On the most naive level, the legal systems provide societies with the most preliminary stablizer. If criminals were not tried in a court and punished according to some predrafted rules, any civilization will go down immediately as a result of unscrupulous actions of even just a few exceptional moral outcasts. Above the criminal laws come about civil laws, which literally brings the whole nature of legality onto a higher civic level. In a modernized society like ours, civil laws play a much more quotidian role than criminal laws, since it deals with more sensitive issues characteristic of social relationships between individuals. Such relationship could be family-oriented, or monetary. In the later case, since capital is the driving force behind the evolution of most societies, we see a clear need for its regulation. The recent event of south east asia financial crisis reminds us of how important it is for societies to incorporate measures against sudden change in its economic status, and to have competent financial advisory board to forestall such catastropic events.
Taking a different perspective, we see that another age-worn institution rooted from the most nascent societies in history, namely religions, also produce the same stabilizing effect on societies. The most quintessential example is probably Christianity. Since its advent, the European nations have enjoyed a relatively peaceful period known as the middle age. And the fundamental mechanism behind its pacifying effect is its teaching against violence and other types of extreme behaviors quite common in a period of rapid political power overturn. Another less well known example is provided by the Confucius teaching in Ancient China. It is an amazing poltical fate for ancient china to boast such long period of relative peace, deliminated by its dynasties which typically last around 300 hundred years. The essential ingredient in the Confucius doctrines is again civic comport and actions, but rather than with the promise of earning the ticket to heaven, the emperors made it a requirement for its office candidates to pass exams based on such teachings. The result of course was the same.
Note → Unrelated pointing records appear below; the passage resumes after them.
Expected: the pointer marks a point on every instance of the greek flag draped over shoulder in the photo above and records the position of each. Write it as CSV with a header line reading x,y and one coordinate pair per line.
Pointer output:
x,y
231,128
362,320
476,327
While the merit system was able to select some of the best minds amongst its citizenry, it also set up a general tone of pacification and conformity in the geographically extended and multicultural nation.
Finally modern bureacratic politics also sought after social stability by employing such ad hoc devices as military suppression and political propaganda, often mixed together in a fussilade against certain extreme groups in the society. The recent attack on the western world by certain terrorist groups fueled the need for a regenerative security platform aimed at stifling further aggressions. The reaction is perfectly natural since it is the governments responsibility to help promote a sense of safety among its subjects. And the leaders well recognize that such critical moments in the history of their nation are the most indicative of their political leadership and stability of their nation. Therefore they usually become much more proactive and alert in such periods. In the United States, the president usually enjoys a brief rally period of high performance rating during national crisis, which for instance helped Franklin Roosevelt win his 4 straight elections. Such spectacular phenomenon also shows that the average educated citizens are very much aware of the need of a strong leader to fight against any imminent threat to social stability, and they do their best to promote the needed strength within their present leaders, by temporily relinquishing their true political and ideological beliefs.
Thus we have established a strong liaison between societal stability on one hand, and its defensive mechanism against internal radicals on the other hand. History has taught us over and over that a well-functioning society must be responsive and effective to deal with abnormal and devious behavior characteristic of us free-thinking human beings. Negligence of this essential duty will often result in the collapse of a seemingly invincible nation-state, such as the Roman empire, and inflict tremendous discommode among its citizens, which ultimately could lead to the termination of a political power.